China's irrigation systems reach less than half of the total farmland. In Henan province, for instance, which is the most drought-stricken this spring, only a third of the farmed areas are properly irrigated.

Most of the irrigation systems in China were built in the 1950s and are poorly maintained. Moreover, most farmers use flood irrigation – where water is allowed to flood an entire field – a millennia-old practice that wastes a great deal of water.

Drop by drop

To meet the ambitious water-conservation target, "China must modernize its irrigation infrastructure and switch to drip irrigation," says Haim Gvirtzman, a hydrologist at Hebrew University in Jerusalem, Israel. Drip irrigation is by far the most water-efficient method of irrigation, whereby water is delivered at or near the root zone of plants, drop by drop, through an extensive web of tubing.


"Switching to drip irrigation would help to save at least half of the water," says Gvirtzman. "It's cheaper in the long run, too." The level of water resources per person in Israel is only 12% of that in China, he adds. By using water more effectively – and by recycling 70% of its sewage water for agricultural irrigation – Israel gets by with the very limited water at its disposal.

Many believe that China also needs to have a long-term, systemic plan to restore its over-extracted groundwater. "In the North China Plain, you need to dig as deep as 300 metres in some areas to get fresh water – whereas a few decades ago, a couple of metres would normally do," says, Gong.

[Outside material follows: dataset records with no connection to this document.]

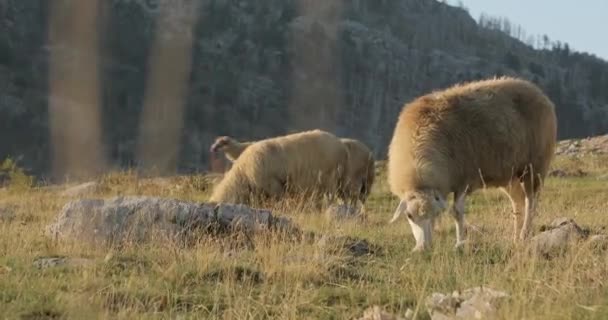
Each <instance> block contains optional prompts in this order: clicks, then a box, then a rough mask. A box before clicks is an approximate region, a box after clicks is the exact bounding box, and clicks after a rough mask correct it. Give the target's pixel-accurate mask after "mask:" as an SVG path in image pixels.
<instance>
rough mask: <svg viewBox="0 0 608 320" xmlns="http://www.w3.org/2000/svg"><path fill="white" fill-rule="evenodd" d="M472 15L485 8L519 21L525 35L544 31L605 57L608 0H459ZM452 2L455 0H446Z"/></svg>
mask: <svg viewBox="0 0 608 320" xmlns="http://www.w3.org/2000/svg"><path fill="white" fill-rule="evenodd" d="M461 1H462V3H463V4H464V6H465V7H467V8H468V9H469V12H470V14H471V16H472V17H473V18H474V19H475V20H478V19H479V15H480V14H481V13H482V12H484V13H487V14H489V15H490V16H502V17H506V18H508V19H509V21H511V23H513V24H519V25H521V26H522V28H523V29H524V30H525V31H526V35H537V34H540V35H543V34H546V35H547V36H549V38H550V39H551V40H553V41H555V40H559V41H560V42H566V43H568V45H569V46H570V48H571V49H573V50H576V51H584V52H588V53H593V54H595V55H596V56H598V57H600V58H603V59H605V60H608V0H578V1H570V0H461ZM448 3H450V4H452V5H454V4H457V3H458V0H449V1H448Z"/></svg>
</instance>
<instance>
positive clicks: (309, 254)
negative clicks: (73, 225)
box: [0, 157, 608, 319]
mask: <svg viewBox="0 0 608 320" xmlns="http://www.w3.org/2000/svg"><path fill="white" fill-rule="evenodd" d="M606 160H608V158H606V157H604V158H598V157H593V158H592V157H587V158H584V159H582V160H580V161H578V160H568V159H566V158H558V159H557V160H556V162H555V165H554V167H556V168H576V169H577V168H580V169H581V170H583V171H585V172H588V175H587V176H585V177H576V178H549V179H548V180H547V181H546V186H545V189H544V191H543V193H542V196H541V203H540V207H539V212H538V216H537V217H536V219H535V225H534V227H535V228H534V230H535V232H539V228H540V226H541V225H542V224H547V223H549V222H550V221H551V220H552V219H554V218H556V217H562V216H568V217H572V218H574V219H575V220H576V221H577V222H578V223H579V224H581V225H584V226H587V227H590V228H591V229H592V230H594V231H596V232H601V231H602V228H603V227H604V226H607V225H608V215H606V207H607V204H608V197H607V195H608V187H607V185H608V182H607V181H606V180H602V179H598V177H602V176H603V175H606V173H608V161H606ZM377 181H378V184H377V185H376V186H375V187H374V190H373V193H372V197H371V198H370V199H369V202H368V203H367V214H368V216H367V219H365V220H352V221H348V220H347V221H335V220H332V219H329V218H328V217H327V216H325V215H324V214H322V213H315V212H309V211H310V210H298V211H297V212H295V211H294V210H291V211H290V207H291V206H289V205H283V206H281V207H280V208H277V211H280V213H281V214H285V215H288V216H290V217H292V218H293V220H294V221H296V222H297V223H298V224H299V225H300V226H301V227H302V228H303V229H305V230H311V231H315V232H317V233H321V234H329V235H336V236H351V237H356V238H362V239H366V240H368V241H369V242H371V243H372V244H374V245H377V246H379V247H380V248H381V249H382V250H380V252H378V253H376V254H372V255H367V256H360V257H355V256H353V255H351V254H349V253H348V252H347V251H345V250H343V249H342V246H340V243H338V242H336V243H325V244H323V243H320V242H312V243H310V242H302V243H299V242H286V241H282V240H281V239H279V238H277V237H274V236H272V235H259V236H256V237H254V239H253V246H249V247H247V246H238V245H235V244H234V243H233V242H234V240H233V239H229V238H224V239H217V238H211V237H206V238H203V239H202V240H201V241H200V242H199V243H198V244H196V245H195V246H192V247H182V246H178V245H174V244H171V243H166V242H162V241H157V242H153V243H149V244H146V245H142V246H130V247H129V246H127V247H126V248H123V249H121V250H120V251H118V250H115V251H110V249H107V248H103V247H95V248H91V247H89V246H86V245H84V244H80V243H67V242H66V243H55V242H53V241H51V240H49V239H48V238H46V237H45V236H44V233H43V231H44V227H45V226H46V225H47V224H49V223H50V222H51V221H52V219H53V218H54V217H55V216H56V215H57V213H58V212H59V211H60V210H61V207H62V206H63V205H64V204H65V203H66V202H68V201H70V199H71V198H69V197H64V196H61V191H62V189H61V188H29V189H28V188H25V189H23V188H21V189H18V190H16V189H11V187H10V186H9V187H8V188H5V189H2V190H0V207H11V208H13V210H14V212H15V215H14V217H12V218H10V219H8V218H7V219H0V318H19V317H28V316H29V317H32V318H34V317H36V316H38V317H47V318H49V319H51V318H53V317H55V318H59V317H65V318H74V319H84V318H87V319H88V318H108V319H157V318H158V319H160V318H163V319H165V318H177V317H181V318H183V319H189V318H192V319H195V318H198V319H200V318H205V319H267V318H273V319H351V318H354V317H358V316H361V315H362V313H363V310H364V309H366V308H367V307H369V306H371V305H375V304H377V305H381V306H382V307H384V308H385V309H387V310H390V311H393V312H397V313H401V314H403V313H404V312H405V310H406V309H407V308H411V309H413V310H416V309H417V308H418V311H419V313H418V315H419V318H421V319H428V314H426V309H425V307H424V299H425V298H426V297H427V296H428V295H429V294H430V293H432V292H436V291H439V292H452V291H453V290H458V289H465V288H468V287H473V286H479V285H485V286H491V287H493V288H496V289H499V290H504V291H506V292H508V293H509V294H510V295H511V297H510V298H509V299H508V300H507V301H506V306H505V307H504V308H501V312H502V313H501V318H502V319H522V318H526V319H572V318H576V319H603V318H605V317H606V316H608V290H607V289H606V287H605V284H606V282H607V281H608V261H607V259H608V256H606V254H605V252H600V251H598V250H597V249H593V248H591V247H586V246H581V247H579V248H575V249H573V250H571V251H570V252H568V253H567V254H566V255H564V256H561V257H556V258H554V259H552V260H544V259H540V258H533V257H529V256H525V255H522V254H520V253H519V252H518V251H517V250H515V249H516V248H515V246H514V245H513V244H512V243H511V231H512V230H511V227H512V223H511V215H510V204H509V202H508V200H507V199H506V197H505V196H504V195H503V194H502V193H500V192H499V191H497V190H480V191H479V192H477V193H475V194H474V195H473V196H471V197H470V198H469V199H468V201H467V214H466V218H467V221H468V222H469V223H471V224H474V225H476V226H478V227H480V228H482V230H483V232H484V233H483V234H476V233H471V234H470V235H469V236H470V240H471V245H470V246H469V247H467V249H466V250H464V251H463V252H456V251H454V250H452V246H453V244H454V241H455V236H454V226H453V222H452V221H451V218H450V217H449V216H447V215H446V216H444V217H443V218H442V220H441V221H440V224H439V228H438V229H439V230H438V231H437V232H435V241H434V242H433V249H432V250H431V252H428V253H425V254H422V255H413V254H411V253H410V250H411V248H412V247H413V244H414V241H413V237H412V236H411V233H410V230H409V226H408V225H407V223H405V222H403V221H401V222H399V223H395V224H392V225H388V224H387V222H388V220H389V219H390V217H391V214H392V211H393V210H394V208H395V206H396V203H397V200H396V199H395V197H393V196H392V195H390V193H388V189H387V187H386V182H385V181H386V180H385V178H384V173H383V172H382V171H381V172H379V178H378V180H377ZM212 184H213V178H210V177H205V176H185V177H171V178H163V179H142V178H138V177H137V174H135V173H133V172H124V173H114V174H110V175H107V176H105V177H103V178H102V179H101V180H100V182H99V188H97V189H96V191H95V192H93V193H92V194H90V195H87V197H112V196H119V195H147V196H160V197H170V198H177V199H183V200H188V201H205V199H206V198H207V197H208V196H209V192H210V189H209V188H210V186H211V185H212ZM42 256H68V257H74V258H87V259H91V261H92V262H91V264H90V265H84V266H61V267H55V268H48V269H38V268H36V267H35V266H34V265H33V262H34V260H35V259H36V258H37V257H42Z"/></svg>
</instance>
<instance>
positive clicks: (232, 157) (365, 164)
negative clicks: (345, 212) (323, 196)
mask: <svg viewBox="0 0 608 320" xmlns="http://www.w3.org/2000/svg"><path fill="white" fill-rule="evenodd" d="M340 141H341V142H342V143H343V144H344V145H345V146H346V148H347V150H348V154H349V156H348V159H349V161H348V167H349V170H348V173H347V178H348V181H347V187H346V188H347V191H346V192H347V197H348V201H351V202H357V201H361V203H362V204H365V201H366V199H367V197H368V196H369V193H370V191H371V188H372V186H373V184H374V179H375V171H374V161H375V160H374V155H373V153H372V152H371V150H370V149H369V148H368V147H367V146H366V145H365V144H364V143H362V142H361V141H359V140H356V139H351V138H340ZM253 143H255V141H249V142H240V141H237V140H236V139H234V138H232V137H229V136H220V137H217V138H216V139H215V141H214V143H213V145H212V146H211V149H210V151H211V152H218V151H222V152H224V154H225V155H226V158H227V159H229V160H230V161H232V162H234V161H235V160H236V159H238V157H239V156H240V155H241V153H242V152H243V151H245V149H246V148H247V147H249V146H250V145H251V144H253Z"/></svg>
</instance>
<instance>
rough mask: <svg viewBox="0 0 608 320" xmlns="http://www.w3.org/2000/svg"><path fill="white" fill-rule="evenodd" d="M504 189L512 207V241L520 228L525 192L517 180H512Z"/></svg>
mask: <svg viewBox="0 0 608 320" xmlns="http://www.w3.org/2000/svg"><path fill="white" fill-rule="evenodd" d="M504 191H505V192H506V193H507V195H508V196H509V200H511V206H512V207H513V211H512V213H511V214H512V216H513V241H514V242H516V241H517V239H518V233H519V232H520V230H521V228H522V222H523V221H522V217H521V215H522V213H523V211H524V206H525V199H526V194H525V192H524V189H523V186H522V185H521V182H520V181H519V180H513V181H511V183H510V184H509V186H508V187H507V188H505V189H504Z"/></svg>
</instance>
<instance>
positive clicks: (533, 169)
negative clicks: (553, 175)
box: [519, 165, 541, 240]
mask: <svg viewBox="0 0 608 320" xmlns="http://www.w3.org/2000/svg"><path fill="white" fill-rule="evenodd" d="M540 183H541V178H540V177H539V176H537V175H536V174H535V172H534V168H533V166H532V165H530V166H529V170H528V171H527V173H526V175H525V176H524V179H523V185H524V192H525V200H524V220H523V224H522V226H521V231H520V233H519V239H520V240H526V239H527V238H528V236H529V235H530V231H531V229H532V220H533V219H534V215H535V210H536V197H537V195H538V190H539V188H540Z"/></svg>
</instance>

According to Ma's book, China's Water Crisis1, more than half of the 60 billion cubic metres of unreplenishable, deep groundwater had been extracted in the region, creating a huge groundwater funnel with an area of 40,000 square metres.

The over-extraction of groundwater has decreased the run-off of many rivers – including the Yellow River, which has dried up in its lower reaches many times in the past decades, notably for 226 days in 1997. "Groundwater is the lifeline during prolonged droughts, when surface water disappears quickly," says Gong. "To restore and maintain groundwater at a safe level should be a paramount counter-drought measure," he adds. 

  • References

    1. Ma, J. China's Water Crisis (Eastbridge, 2004).